Six Flags Over Georgia

Austell, Georgia · Est. 1967

In Brief

The most-told ghost story at Six Flags Over Georgia, in Austell, isn't a Fright Fest set piece. Near the front of the park, a blonde girl of about nine runs up to guests crying for her mother, asks them to help find her, then vanishes within a few yards.

The Full Story

Near the front of Six Flags Over Georgia, the amusement park in Austell west of Atlanta, the story goes that a blonde girl of about nine runs up to guests. She's crying for her mother. Some version of "Mommy, Mommy, please help me find my Mommy" — and then, within about ten yards, she's gone.

An amusement park is the wrong setting for a ghost story. No old house, no battlefield, no centuries of grief. The park opened June 16, 1967, and the legends started almost as fast as the rides. As the legend tells it, the girl was struck and killed by a car near here in the early 1970s. No record confirms it — no name, no date, nothing outside the lore itself.
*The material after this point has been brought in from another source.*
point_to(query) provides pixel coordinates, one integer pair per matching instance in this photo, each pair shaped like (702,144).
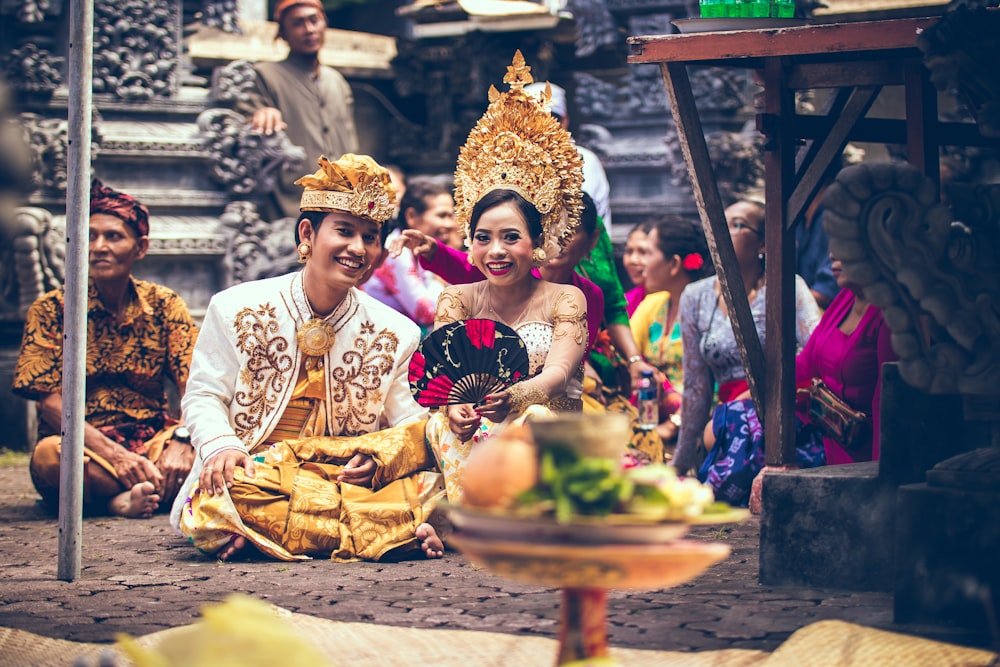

Just the running, the crying, and the few yards before she disappears.

The other ghosts here are performers, which is the strange part. Take Joe.

The legend says Joe was an actor cast to star in the opening number of the very first show at the Crystal Pistol Music Hall in 1967. On his way to work, the story goes, he was killed in a car accident — before he ever stepped on stage. He's been seen since, they say, standing at the edge of the Crystal Pistol balcony, watching the performances he never got to join. Employees report a man singing backstage when nobody's there. Props vanish from the stage and turn up by the railroad tracks beside the building. They blame Joe.

Down in Lickskillet, the park's Old West section, the railroad bridge has its own figures. People report apparitions in 1800s clothing crossing it — said to be echoes of actors from an early Six Flags show that staged an 1800s train robbery.

So the hauntings here aren't tied to a crime or a graveyard. They're tied to the shows. An actor who never made his debut, train robbers who left an impression behind. According to the lore, the figures in 1800s clothing still cross the Lickskillet bridge, dressed for a train robbery the park stopped staging decades ago.